According to Negen, the secret behind bundle deals has a lot to do with consumer psychology. It’s all about implementing strategies that make it easy for people to buy, which is why Negen is adamantly pushing his retailers to integrate bundles as merchandising strategies this year. If consumers are introduced to three different deals instead of just one, the act of comparing the middle price to two other prices highlights an attractive price comparison that wouldn’t be obvious otherwise.

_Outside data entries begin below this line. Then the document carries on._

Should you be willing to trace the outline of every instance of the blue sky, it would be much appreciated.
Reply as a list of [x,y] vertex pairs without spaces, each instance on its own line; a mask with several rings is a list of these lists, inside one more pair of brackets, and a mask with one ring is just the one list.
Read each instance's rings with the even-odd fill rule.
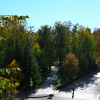
[[100,28],[100,0],[0,0],[0,8],[0,15],[28,15],[35,31],[56,21]]

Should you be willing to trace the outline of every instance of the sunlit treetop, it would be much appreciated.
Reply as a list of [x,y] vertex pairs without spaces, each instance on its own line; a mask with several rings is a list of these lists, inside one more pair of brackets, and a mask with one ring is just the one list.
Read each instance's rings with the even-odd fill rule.
[[4,24],[10,24],[13,22],[19,22],[21,20],[26,21],[26,18],[29,18],[28,15],[26,16],[17,16],[17,15],[5,15],[5,16],[0,16],[0,27]]

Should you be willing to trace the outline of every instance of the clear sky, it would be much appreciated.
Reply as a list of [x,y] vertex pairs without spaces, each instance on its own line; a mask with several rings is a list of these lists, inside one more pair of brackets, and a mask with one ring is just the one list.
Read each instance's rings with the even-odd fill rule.
[[28,15],[28,26],[37,31],[56,21],[100,28],[100,0],[0,0],[0,15]]

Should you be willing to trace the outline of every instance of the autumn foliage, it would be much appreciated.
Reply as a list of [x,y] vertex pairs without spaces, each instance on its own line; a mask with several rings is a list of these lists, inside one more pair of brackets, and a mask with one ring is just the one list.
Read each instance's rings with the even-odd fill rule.
[[66,55],[63,61],[63,70],[67,78],[73,79],[77,76],[78,72],[78,58],[74,54]]

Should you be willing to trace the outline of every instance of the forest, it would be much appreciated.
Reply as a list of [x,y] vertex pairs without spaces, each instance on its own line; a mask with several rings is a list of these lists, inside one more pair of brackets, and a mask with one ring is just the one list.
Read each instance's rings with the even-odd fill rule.
[[[37,32],[28,30],[29,16],[0,17],[0,94],[37,89],[59,67],[58,83],[70,81],[100,67],[100,28],[91,32],[78,23],[55,22]],[[19,86],[19,87],[18,87]],[[15,93],[12,93],[15,95]]]

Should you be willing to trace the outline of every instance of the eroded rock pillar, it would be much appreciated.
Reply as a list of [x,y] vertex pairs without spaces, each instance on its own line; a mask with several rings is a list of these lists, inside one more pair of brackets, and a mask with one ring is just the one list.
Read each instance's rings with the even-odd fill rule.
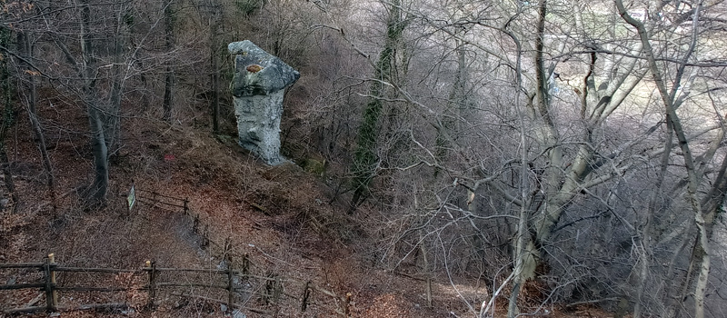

“When I teach bundles, it’s this whole idea of having price points: good, better, best. If people see good, better, best, they tend to choose the bundle in the middle. It’s called Goldilocks Syndrome. Not too big or too small. The one in the middle is just right,” he said. “This will increase the average ticket.”
Komaroni’s annual 12 Days of Christmas Sale is an example of a successful discount deal that she has implemented in previous years and will be continuing this holiday season. For this special sale, a different item is heavily discounted each day. In order to maintain good margins, Komaroni contacts her suppliers and buys from their closeouts. This way, her customers are able to get great deals, and she’ll still make a profit.
The pandemic has certainly been tough on retailers, and while navigating this holiday season might seem daunting, the most important thing to keep in mind is positivity. Negen even suggested that there’s a silver lining.
“The essence is that what is happening right now—it’s the acceleration of retail. If you are good, if you hustle, if you are willing to try things, if you are a smart merchant, your success is going to accelerate. People have grown as far as their skills, their business models, and their resilience more in the last nine months than they would have grown in three years had not this pandemic forced them to accelerate their growth.”